Importance of Knowing Your Ancestors' Patterns & Traumas
Jun 07, 2023Knowing your family's generational patterns and trauma can provide important insights into the context and circumstances in which your ancestors lived. Those insights may also provide awareness about the choices you have made and patterns you live. This information can help you expand your genealogy and military research by giving you a deeper understanding of your family's history, community, religious, and cultural background.
Some questions you might ask about generational patterns and trauma include:
What significant events or experiences have occurred in your family's history that may have had a lasting impact on future generations? Tip! Be sure to examine this through the historical lens without judgment. We don't know the choices they made or things they had to face to create the life they led.
How have these events or experiences shaped your family's values, beliefs, and behaviors? Tip! Journal about the stories you've been told or overheard about big events or experiences. What do you notice? Are there patterns? Did behaviors change as a result of an event?
Are there any recurring themes or patterns in your family's history that may be related to past traumas or challenges? Tip! Try not to judge whatever you discover. Make notes, ask more questions of family members where you can, and allow whatever you feel around this information to rise, be felt, and release.
As the family healer, if you identify as this, how much of my family's trauma, grief, loss, anger, and other emotions and patterns have I taken on to heal for myself and them? Tip! The more we identify the patterns and traumas, the easier it is to see where we have been living those out. Keep going even though this is emotionally and sometimes physically difficult work.
Family Trauma - Pregnancy and Child Loss
One of the things I discovered in my family history was child loss. Now, you might say we all have that in our families but I discovered a pattern of 3 child losses in several generations which led to me. When I discovered this, it made the extreme pain of my losses and how it was handled and how I was (NOT) supported, make more sense.
My great grandma Bessie was one of eight children and three had died by the time she was a teenager. So her mother lost 3 children. Bessie lost three children early in life. Her daughter Jennie (my great aunt) lost 3 children. Then it seems to have skipped a generation unless one of my aunts lost three children. I know one aunt lost a child. The other may have had a miscarriage but I'm not sure.
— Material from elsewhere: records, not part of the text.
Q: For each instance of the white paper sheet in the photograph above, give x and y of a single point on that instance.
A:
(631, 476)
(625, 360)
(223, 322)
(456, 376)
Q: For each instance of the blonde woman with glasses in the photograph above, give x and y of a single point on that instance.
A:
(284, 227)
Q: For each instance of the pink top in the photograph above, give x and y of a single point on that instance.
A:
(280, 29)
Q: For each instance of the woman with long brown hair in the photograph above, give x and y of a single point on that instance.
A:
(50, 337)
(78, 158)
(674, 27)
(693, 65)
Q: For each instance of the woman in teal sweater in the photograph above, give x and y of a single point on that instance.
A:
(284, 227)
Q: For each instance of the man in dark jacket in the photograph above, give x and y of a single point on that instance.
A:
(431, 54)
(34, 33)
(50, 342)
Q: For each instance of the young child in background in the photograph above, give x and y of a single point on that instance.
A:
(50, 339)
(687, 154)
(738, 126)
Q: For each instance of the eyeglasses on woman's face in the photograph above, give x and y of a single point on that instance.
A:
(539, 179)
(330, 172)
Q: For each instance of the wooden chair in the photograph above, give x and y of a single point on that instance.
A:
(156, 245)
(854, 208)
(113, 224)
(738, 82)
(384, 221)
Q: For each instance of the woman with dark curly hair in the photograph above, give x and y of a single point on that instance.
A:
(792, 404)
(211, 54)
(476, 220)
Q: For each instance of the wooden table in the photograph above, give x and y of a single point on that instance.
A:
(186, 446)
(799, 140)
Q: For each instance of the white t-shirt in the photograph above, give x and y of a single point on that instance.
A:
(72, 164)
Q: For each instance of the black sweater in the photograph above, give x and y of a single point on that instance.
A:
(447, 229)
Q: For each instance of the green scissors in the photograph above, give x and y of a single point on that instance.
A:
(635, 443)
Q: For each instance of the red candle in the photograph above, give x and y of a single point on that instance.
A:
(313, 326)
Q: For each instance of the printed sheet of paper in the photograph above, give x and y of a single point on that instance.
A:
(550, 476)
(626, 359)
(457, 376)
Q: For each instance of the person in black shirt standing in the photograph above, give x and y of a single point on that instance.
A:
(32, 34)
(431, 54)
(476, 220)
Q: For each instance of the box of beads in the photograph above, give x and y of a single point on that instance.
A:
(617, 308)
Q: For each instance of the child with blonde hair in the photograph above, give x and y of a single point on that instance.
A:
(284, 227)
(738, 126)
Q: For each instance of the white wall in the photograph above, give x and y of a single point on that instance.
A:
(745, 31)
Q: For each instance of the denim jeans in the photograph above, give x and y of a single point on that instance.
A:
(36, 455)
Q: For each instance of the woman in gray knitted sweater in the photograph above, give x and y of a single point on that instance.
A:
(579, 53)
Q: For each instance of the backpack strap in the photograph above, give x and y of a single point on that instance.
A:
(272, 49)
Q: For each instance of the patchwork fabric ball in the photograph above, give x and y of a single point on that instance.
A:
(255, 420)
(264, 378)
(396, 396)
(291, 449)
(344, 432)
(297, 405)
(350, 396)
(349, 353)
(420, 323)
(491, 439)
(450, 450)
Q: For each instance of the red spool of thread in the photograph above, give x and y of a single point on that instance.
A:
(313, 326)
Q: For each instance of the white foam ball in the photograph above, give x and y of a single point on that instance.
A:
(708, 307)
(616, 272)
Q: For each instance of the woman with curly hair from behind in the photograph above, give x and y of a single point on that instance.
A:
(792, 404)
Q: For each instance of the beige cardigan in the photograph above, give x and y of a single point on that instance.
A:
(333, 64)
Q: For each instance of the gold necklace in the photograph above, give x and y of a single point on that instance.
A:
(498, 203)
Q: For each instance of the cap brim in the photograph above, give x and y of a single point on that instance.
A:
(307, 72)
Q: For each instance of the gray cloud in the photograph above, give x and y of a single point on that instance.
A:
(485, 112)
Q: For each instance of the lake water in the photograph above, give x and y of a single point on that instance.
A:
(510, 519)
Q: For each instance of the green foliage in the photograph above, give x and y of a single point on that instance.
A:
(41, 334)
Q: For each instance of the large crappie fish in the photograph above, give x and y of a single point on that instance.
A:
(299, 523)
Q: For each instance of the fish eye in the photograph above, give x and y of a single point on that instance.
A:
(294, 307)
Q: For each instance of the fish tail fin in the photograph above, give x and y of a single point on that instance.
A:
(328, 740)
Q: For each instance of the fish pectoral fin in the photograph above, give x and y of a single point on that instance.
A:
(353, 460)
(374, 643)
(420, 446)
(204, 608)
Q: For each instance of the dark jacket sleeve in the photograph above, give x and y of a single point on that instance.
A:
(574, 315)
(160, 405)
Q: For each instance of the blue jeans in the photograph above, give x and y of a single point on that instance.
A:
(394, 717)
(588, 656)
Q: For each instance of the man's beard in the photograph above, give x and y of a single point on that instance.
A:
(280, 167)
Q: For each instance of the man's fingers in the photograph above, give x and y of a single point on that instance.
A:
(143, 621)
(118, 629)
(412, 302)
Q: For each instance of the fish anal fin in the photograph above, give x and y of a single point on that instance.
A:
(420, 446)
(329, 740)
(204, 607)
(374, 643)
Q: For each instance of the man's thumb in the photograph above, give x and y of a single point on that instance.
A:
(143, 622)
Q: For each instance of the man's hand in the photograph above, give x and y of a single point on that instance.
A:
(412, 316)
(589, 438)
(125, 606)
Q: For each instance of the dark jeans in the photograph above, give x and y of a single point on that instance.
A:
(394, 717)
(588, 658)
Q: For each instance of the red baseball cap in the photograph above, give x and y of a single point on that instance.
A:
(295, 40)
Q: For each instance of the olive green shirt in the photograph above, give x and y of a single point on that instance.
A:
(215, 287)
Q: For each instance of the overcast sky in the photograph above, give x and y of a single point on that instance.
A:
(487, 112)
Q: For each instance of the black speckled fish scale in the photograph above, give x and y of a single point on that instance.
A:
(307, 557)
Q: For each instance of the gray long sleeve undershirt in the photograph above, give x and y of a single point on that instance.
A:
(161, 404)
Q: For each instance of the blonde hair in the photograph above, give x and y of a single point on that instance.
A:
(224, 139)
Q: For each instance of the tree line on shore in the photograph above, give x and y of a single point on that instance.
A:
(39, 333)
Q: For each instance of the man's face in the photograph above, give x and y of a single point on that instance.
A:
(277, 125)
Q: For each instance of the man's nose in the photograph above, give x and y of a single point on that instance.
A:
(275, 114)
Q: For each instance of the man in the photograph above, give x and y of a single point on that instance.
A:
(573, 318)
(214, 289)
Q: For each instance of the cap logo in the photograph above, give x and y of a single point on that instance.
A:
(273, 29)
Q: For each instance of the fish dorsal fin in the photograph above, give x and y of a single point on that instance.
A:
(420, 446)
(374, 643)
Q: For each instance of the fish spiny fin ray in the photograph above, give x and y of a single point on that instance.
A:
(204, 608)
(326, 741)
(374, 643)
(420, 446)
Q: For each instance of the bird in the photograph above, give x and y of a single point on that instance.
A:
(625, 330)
Then we get to me. After the birth of my oldest son, my then husband was diagnosed with cancer that required extensive treatment which led to him not being able to have any more kids. So he banked sperm prior to a major surgery and our only option to have other kids was IVF. In 2014 I went through four rounds of IVF. Number 1 failed. Number 2 resulted in the loss of twins at 9 weeks. Number 3 resulted in the loss of a singleton (So now I've lost 3 babies). Number 4 resulted in my twin boys who just graduated high school.
When I lost those twins, I had no emotional support at home because my then husband was never available to help anyone that way. Had I not already had a child, I'm not sure what my journey would have been out of the darkness I fell into. When I lost baby #3 it got worse. However, looking back after identifying the pattern of child loss, I realized as the family healer, I took on some of my female ancestors' pain and that made mine so much worse. My ancestors likely had no emotional support to process their loss, no tools to process and maybe no time because they were so busy surviving and raising other children that they had to shove the emotions away.
Those unprocessed emotions were passed down through the generations and I was the "lucky" one who got to feel them in all their horrific glory. Yet here I stand today stronger because of it. My lineage has healed some major traumas and patterns because I was willing to feel it all and heal it. This is only one example of things I have healed for my lineage.
Ultimately, learning about your family's generational beliefs, behaviors, patterns, and trauma can help you better understand your own personal history and identity, as well as your place within your family and community. It may not be easy emotionally, but by taking the time to explore these issues, you can gain valuable insights that can inform your genealogy and military research and enrich your overall understanding of your family's story. This information may even help you create a vastly different life than you ever imagined.